The surf beat its relentless tattoo upon the vessel. The foremast was down, the main thrice broken, the fore part of the pinnace beaten away, goods tossed about in the sea, all accented by the wail of children beseeching their Savior's intercession. A sailor was washed overboard and back again upon the same wave, crying for mercy the while.
As the two families huddled together in that torn cabin, comforting one another in the face of the cruel sea, a mighty wave washed Thacher out upon the rocks. Arising, he saw that his daughter, Rev. Avery, and Avery's eldest son had also been swept to a small hole in the top of the rock. Thacher's wife was attempting to come to him when another great wave dashed the pinnace to splinters, washing her away in the scuttle. Those remaining in the bark were likewise swept into the sea. The same wave also swept the four from the rocks and into the raging waters; "the Lord, in one instant of time, disposing of fifteen souls of us, according to His good pleasure and will."
Fortune, however, smiled upon Thacher, for as he was swept off the rock, he slid into the sea with his head above water. There he espied a plank from the bark, and, reaching out, took hold seconds before the sea dashed him against the rocks.
Battered about in the turbulent waters, Thacher soon found his right foot had touched ground. Struggling, he crept to the shore and safety.
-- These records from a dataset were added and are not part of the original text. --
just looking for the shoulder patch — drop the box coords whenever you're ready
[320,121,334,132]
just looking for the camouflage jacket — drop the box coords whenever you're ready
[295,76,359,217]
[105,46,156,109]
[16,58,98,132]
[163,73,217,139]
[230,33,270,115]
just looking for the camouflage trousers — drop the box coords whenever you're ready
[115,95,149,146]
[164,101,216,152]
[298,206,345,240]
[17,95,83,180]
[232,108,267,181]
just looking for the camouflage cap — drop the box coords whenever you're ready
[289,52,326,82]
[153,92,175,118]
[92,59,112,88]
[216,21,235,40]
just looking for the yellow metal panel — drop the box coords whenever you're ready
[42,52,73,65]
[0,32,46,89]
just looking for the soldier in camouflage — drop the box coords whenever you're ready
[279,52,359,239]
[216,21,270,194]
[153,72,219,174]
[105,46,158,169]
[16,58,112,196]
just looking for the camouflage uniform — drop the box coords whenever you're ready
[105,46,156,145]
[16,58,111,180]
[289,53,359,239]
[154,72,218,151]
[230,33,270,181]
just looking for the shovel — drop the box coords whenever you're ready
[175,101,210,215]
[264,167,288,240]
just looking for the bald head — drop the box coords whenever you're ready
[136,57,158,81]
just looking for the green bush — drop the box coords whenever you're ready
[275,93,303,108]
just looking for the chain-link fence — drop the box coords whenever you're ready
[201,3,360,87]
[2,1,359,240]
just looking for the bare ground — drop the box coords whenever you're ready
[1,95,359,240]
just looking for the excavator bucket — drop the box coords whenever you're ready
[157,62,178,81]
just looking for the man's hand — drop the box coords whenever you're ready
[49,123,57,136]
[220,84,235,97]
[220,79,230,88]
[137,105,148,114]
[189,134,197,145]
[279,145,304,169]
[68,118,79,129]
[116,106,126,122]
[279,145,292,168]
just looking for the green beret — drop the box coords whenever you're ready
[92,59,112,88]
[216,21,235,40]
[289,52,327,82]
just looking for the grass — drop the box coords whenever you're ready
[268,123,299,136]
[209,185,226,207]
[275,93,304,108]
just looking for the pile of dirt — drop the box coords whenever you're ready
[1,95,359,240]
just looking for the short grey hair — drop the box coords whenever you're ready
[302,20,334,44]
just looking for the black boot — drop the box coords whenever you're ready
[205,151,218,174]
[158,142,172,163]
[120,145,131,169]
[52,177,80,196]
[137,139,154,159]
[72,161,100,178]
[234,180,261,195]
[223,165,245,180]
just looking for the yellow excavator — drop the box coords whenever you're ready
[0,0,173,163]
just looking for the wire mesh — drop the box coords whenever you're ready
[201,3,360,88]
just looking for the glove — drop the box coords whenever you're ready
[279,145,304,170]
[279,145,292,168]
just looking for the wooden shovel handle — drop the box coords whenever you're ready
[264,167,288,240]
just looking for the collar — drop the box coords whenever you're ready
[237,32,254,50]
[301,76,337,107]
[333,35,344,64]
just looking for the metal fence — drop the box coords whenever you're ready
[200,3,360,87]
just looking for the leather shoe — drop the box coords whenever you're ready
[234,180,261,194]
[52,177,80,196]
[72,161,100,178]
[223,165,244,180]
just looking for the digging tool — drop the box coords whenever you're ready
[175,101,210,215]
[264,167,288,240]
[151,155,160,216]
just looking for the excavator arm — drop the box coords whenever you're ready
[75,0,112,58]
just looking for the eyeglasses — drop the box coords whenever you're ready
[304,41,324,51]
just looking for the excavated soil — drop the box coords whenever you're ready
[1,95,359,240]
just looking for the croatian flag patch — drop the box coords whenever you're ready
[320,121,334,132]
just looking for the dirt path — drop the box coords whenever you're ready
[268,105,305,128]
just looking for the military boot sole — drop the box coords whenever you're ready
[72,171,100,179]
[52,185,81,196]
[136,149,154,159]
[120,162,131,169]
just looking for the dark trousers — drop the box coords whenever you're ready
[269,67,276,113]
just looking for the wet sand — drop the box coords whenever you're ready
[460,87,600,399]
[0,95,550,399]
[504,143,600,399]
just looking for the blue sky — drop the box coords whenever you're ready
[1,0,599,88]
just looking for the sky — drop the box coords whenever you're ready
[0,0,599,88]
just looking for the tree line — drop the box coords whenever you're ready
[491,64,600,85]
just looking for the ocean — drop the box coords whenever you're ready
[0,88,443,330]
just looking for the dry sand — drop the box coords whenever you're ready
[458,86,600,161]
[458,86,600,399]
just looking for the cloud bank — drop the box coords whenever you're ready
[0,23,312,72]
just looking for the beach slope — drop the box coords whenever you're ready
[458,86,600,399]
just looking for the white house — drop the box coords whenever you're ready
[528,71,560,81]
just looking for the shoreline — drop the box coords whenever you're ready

Turning, he searched the shore for signs of his family and friends. There before him lay his wife untangling herself from the wreckage.
"When we were come to each other, we went and sat under the bank. But fear of the seas roaring, and our coldness would not suffer us there to remain. But we went up into the land and sat us down under a cedar tree which the wind had thrown down, where we sat about an hour almost dead with cold."
Soon the wind died, though the seas remained rough and fearful to the Thachers. Hope for their children stirred him to lift his bruised body and search the shore for their presence. But none could be found, yet living or dead. In his mind, the last memories of his children arose causing him to consider his plight, the loss of his dear friends and family, and of all goods and provisions, he and his wife cast upon an unknown land, in a wilderness he knew no escape from.
Their clothes tattered and torn to the barest threads, the Thachers combed the beach for any scrap of goods by which to sustain their lives. Thacher found a knapsack containing a steel, flint, and horn of powder, then a drowned goat and the hat and coat of his son William. Mrs Thacher found a petticoat. Also found were two wheels of cheese, some butter, and a small brass pot. With the powder, which was miraculously dry, Thacher struck a fire by which they warmed themselves and boiled part of the goat.
By Monday, three days after their ordeal had begun, a boat in search of another lost vessel removed them from that desolate island to which Thacher gave the name Thacher's Woe. The rock he called Avery's Fall. Buried upon the island, he had left Avery's eldest daughter, the only body found of the twenty-one lost.
Winthrop provided us with a postscript to this tale of remarkable providence. "The court gave Mr Thacher £26.13.4 toward his losses, and divers good people gave him besides."
So was a legend born, another place-name given to a new land in memorial to man's struggle with storm and sea.